Para Telmo Adams, a ecologia tem ligação com a sustentabilidade, com uma compreensão sistêmica da vida num processo dinâmico de co-evolução

Trabalho associado e ecologia: em busca de uma racionalidade ética, terna e democrática é o tema da próxima edição do evento Encontros de Ética, promovido pelo Instituto Humanitas Unisinos – IHU. Quem irá explanar o tema é o professor Telmo Adams que, em entrevista concedida por e-mail à revista IHU On-Line, afirmou que o trabalho associado tem como horizonte pelo menos três dimensões: participação igualitária e co-responsável na propriedade, na gestão e nos resultados, numa convivência respeitosa, solidária e cuidadosa com o socioambiente. Segundo ele, a principal finalidade de empreendimentos de trabalho associado é a cooperação em vista da satisfação das necessidades humanas fundamentais, onde os participantes exercem a liberdade e autonomia possível na criação e recriação de um mundo do trabalho com relações sociais de convivência solidárias. “Em todo trabalho, mesmo no individual e assalariado marcado por um maior ou menor grau de exploração, está presente algum tipo de associatividade. Mas o fato de todo trabalho ser social não elimina a exploração.”

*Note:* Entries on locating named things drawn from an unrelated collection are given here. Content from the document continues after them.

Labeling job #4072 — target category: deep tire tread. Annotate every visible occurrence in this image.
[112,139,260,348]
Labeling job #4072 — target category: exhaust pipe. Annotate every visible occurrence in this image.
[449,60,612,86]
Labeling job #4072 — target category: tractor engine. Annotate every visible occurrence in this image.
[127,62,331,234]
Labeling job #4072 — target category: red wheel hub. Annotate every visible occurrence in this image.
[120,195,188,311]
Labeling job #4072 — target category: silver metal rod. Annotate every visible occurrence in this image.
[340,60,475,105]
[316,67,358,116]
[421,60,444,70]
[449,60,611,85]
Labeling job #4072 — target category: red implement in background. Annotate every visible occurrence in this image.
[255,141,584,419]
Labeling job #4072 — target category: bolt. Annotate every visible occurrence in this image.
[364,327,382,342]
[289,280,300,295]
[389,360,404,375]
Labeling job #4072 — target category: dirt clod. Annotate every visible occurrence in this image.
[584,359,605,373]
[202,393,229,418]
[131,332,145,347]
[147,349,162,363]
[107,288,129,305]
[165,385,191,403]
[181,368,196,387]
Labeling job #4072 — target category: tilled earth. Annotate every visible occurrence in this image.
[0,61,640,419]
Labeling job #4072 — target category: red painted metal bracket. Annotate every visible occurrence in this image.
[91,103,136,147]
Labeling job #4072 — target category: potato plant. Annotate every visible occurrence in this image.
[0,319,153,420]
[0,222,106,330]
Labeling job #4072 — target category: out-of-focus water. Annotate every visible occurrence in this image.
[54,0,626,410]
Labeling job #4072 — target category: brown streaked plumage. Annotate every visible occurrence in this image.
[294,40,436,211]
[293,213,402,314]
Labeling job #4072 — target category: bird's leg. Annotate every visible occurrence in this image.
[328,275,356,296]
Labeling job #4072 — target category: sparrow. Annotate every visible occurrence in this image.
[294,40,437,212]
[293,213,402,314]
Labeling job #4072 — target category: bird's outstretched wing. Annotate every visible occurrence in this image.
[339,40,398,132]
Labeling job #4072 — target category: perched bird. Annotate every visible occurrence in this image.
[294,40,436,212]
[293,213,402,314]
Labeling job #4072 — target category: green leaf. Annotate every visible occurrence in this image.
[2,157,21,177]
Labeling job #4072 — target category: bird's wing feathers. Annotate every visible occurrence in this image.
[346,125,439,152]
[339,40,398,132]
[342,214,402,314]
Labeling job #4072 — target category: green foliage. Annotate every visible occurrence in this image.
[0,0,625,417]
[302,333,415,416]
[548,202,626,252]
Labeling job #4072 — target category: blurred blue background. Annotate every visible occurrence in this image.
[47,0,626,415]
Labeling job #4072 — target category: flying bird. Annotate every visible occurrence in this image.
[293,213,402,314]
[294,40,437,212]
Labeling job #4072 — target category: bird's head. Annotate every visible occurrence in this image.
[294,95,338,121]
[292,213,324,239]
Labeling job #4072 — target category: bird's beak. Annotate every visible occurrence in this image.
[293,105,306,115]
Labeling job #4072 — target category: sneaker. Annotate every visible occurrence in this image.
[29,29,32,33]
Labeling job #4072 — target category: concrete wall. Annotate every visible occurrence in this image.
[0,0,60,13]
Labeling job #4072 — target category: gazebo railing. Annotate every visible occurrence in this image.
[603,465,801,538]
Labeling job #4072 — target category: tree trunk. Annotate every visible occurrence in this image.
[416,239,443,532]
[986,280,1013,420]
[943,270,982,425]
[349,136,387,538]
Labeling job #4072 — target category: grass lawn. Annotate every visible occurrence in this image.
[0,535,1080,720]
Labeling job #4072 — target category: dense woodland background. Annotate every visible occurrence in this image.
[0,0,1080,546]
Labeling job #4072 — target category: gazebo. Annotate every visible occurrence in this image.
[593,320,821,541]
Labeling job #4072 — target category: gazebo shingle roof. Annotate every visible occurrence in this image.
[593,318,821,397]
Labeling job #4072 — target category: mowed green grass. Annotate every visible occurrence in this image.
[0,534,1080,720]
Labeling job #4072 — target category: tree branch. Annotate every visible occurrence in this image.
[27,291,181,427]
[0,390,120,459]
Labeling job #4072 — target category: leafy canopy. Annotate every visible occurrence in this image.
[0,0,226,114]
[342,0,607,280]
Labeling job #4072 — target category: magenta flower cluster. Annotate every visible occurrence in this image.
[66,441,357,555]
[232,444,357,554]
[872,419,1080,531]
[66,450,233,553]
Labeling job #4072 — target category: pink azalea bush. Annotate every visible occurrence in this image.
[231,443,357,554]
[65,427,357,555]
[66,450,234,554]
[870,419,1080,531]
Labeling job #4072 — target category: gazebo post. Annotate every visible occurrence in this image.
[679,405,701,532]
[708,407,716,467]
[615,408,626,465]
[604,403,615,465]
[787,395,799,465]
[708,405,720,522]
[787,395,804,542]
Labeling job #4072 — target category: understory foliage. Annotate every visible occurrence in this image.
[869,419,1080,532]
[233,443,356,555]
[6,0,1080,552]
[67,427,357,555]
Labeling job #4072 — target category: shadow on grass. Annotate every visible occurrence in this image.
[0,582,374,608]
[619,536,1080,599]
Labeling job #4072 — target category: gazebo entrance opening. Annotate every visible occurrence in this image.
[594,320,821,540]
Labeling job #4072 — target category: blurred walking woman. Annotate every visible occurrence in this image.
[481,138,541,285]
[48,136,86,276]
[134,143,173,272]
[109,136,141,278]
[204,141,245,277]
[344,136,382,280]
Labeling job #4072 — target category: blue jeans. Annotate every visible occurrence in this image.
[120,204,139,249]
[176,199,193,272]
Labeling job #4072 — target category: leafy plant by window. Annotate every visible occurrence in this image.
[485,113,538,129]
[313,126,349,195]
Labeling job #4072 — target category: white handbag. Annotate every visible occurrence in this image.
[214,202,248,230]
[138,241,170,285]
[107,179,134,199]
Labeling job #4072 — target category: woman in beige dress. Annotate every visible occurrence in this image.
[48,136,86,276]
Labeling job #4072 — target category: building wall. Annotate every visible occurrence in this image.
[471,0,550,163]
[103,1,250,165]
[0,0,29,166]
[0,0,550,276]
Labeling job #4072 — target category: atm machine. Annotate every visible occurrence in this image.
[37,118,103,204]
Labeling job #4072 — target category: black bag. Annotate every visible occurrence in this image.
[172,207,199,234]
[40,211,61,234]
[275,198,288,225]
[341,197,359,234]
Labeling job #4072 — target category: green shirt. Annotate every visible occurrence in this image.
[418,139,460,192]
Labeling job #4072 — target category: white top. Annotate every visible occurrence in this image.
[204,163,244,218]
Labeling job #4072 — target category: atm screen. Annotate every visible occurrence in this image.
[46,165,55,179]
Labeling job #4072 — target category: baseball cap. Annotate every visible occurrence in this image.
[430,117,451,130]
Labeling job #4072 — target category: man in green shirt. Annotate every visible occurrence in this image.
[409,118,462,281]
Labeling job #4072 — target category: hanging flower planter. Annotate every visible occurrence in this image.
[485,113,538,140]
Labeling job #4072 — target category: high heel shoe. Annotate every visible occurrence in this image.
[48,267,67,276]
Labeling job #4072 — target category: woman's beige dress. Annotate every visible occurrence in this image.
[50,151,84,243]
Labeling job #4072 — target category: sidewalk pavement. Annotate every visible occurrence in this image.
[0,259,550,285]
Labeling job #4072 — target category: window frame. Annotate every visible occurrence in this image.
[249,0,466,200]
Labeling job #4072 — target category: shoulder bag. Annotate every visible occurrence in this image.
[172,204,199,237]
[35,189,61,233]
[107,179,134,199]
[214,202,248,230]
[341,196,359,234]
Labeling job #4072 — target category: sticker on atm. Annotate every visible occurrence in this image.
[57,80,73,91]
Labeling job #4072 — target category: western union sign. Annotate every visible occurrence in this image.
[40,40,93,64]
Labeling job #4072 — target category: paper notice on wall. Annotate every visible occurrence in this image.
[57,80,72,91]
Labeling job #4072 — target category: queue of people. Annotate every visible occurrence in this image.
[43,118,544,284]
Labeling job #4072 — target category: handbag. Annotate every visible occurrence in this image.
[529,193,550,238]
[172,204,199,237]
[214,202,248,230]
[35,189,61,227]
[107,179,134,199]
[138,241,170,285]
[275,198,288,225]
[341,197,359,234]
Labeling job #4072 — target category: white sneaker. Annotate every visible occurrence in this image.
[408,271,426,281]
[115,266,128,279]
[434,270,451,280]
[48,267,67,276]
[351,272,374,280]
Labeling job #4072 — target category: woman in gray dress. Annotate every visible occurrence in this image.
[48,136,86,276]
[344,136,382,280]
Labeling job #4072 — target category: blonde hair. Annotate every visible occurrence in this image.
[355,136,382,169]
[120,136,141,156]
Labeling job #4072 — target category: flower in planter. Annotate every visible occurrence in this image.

Telmo Adams é educador com licenciatura plena em Filosofia, especialização em Pastoral Popular, especialização em Cooperativismo, com mestrado em Serviço Social (PUCRS) e Doutorado em Educação (Unisinos). Atualmente, é professor em cursos de especialização (Cooperativismo (Unisinos) e Gestão de Pessoas (Universidade Católica de Pelotas - UCPel), escritor, pesquisador e assessor nas áreas de políticas públicas, educação/formação em experiências de trabalho associado - Economia Popular Solidária, educação ambiental e metodologia de educação e pastoral popular.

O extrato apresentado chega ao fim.